At the 2018 Junior Dairy Show 26 Local FFA and 4H students in 3rd grade through high school competed to see who raised the best calves this year. Only calves born September 1st or after of last year were eligible to compete. The top 15 placed calves will be sold to the top bidder and the students receive the money. Many of the students try to buy their calves back since they forge strong bonds over months of caring for them. This year the sale will be on June 21st at 1:00. For more information about the sale or winners of the competions contact Amy Bowen at 903-488-2333.
KSST spoke with Johnny Lennon as he watched his grandson, Braden Lennon, whom he lovingly calls “John Wayne” at the Dairy Classic competition “My grandson’s winning” Lennon reports proudly. “This is Braden’s 5th year to compete. He’s won Grand Champion twice. We went to Illinois to get our calf ’cause we don’t have a dairy barn here. Lil John Wayne can sure pick ’em. He has the best calf out there. ” Braden’s mom, Carrie Cherney, applauds as her son passes by leading his prized calf. “Her name is Beverly.” Cherney says of the calf, ” This competition is a good way for kids to learn so much about life. It’s a lot of hard work but Braden loves it!” Braden took home first place in the Classic competition.
Ryan Caudle from Brashear, was on hand to talk with KSST . His son, Rhye, was competing in the Dairy Classic with an Ayrshire calf. The Caudle family dairy runs approximately 60 cows of which 1/2 are of the Ayrshire breed. “Ayrshires can be a little high strung but make great milk cows. They give lots of good butter fat, not as much as Jerseys but close.” “Rhye has shown calves every year for the past 5 years. He picked this one because he thought it would be a good show calf.” Dad says proudly as he points to his son who led a cute brown and white patched calf with lots of freckles across the arena floor. “It’s good experience for kids. Keeps ’em outta trouble!” Caudle says with a smile. Caudle’s daughter, Hannah is also involved with the show this year. “She graduated from Miller Grove last year and showed calves while she was in school. Now she helps out because it’s just in her blood!” Dad reports proudly.
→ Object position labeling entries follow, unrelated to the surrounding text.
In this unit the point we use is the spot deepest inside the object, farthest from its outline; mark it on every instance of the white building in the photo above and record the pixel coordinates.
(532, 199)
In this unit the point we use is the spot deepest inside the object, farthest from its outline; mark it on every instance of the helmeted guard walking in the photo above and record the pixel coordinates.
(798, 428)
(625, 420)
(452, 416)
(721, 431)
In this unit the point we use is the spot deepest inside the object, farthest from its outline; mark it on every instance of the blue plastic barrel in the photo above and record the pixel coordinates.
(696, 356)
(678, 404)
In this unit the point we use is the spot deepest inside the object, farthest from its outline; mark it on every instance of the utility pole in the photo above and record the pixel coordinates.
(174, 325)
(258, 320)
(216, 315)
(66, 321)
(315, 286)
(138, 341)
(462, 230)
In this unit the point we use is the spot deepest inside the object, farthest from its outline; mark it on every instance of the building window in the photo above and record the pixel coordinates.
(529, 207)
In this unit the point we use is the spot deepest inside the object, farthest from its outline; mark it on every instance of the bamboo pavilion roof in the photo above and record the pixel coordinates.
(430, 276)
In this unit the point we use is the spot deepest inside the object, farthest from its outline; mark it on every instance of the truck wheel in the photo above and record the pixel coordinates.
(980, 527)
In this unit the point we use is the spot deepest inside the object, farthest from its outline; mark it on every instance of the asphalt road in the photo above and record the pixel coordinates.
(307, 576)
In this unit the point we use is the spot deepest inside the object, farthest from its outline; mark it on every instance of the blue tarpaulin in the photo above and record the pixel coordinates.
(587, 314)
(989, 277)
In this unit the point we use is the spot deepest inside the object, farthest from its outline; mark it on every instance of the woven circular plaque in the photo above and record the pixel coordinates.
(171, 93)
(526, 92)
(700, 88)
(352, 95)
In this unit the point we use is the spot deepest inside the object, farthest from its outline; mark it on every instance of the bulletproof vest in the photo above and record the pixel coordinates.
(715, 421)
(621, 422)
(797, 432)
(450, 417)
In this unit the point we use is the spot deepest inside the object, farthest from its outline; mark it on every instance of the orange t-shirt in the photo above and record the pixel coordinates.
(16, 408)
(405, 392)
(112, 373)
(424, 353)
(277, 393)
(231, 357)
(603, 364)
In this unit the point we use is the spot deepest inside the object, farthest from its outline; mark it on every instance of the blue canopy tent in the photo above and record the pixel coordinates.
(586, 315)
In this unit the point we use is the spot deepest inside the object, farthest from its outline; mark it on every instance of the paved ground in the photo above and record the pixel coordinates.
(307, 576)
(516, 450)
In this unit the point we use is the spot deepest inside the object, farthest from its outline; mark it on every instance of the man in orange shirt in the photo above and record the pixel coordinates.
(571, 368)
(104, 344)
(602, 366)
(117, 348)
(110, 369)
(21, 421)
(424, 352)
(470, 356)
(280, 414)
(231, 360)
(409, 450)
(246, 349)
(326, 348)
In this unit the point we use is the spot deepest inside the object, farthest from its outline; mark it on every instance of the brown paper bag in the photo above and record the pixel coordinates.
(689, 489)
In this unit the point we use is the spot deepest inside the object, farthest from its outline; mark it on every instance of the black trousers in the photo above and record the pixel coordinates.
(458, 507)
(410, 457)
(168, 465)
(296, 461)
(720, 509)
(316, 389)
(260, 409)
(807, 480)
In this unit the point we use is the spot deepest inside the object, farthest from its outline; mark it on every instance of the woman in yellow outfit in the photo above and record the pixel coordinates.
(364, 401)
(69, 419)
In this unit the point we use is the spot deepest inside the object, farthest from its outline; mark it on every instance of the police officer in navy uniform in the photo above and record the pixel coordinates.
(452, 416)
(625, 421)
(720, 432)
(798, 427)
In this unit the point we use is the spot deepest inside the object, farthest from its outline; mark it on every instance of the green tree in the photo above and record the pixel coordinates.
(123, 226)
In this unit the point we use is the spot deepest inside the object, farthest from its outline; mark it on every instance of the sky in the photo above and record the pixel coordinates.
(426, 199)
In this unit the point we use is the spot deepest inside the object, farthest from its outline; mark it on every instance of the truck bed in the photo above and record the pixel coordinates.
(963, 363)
Clayton Wallace and Mom, Chris, told KSST about their calf Linda. “She’s a Milking Short Horn, we named her after my Grandma!” reports Clayton. “Grandma Linda raised Milking Short Horns and so do we! I’ve had cows my whole life and this is my second year to show!” Chris explained ” Clayton is the 4th generation in our family to raise Milking Short Horns.” “It’s a very old, heritage breed. One of the oldest breeds in the country. They originated in England and were brought over by the pilgrims. They tend to be more docile than Holsteins” “You never know what color the babies are gonna be, each one is very unique!’ “We like to show everywhere we can. Clayton won National Junior Show in Kentucky last year!” Mom tells proudly. “We love the [Sulphur Springs] Dairy Show! It’s a fantastic show to support our youth and gives calves lots of practice!” The Wallaces have a dairy barn in Emory and run 15-20 cows a year. “i grew up on a dairy farm, it’s a great life! [Showing calves] teaches kids responsibility, respect and to put somethings well being before your self.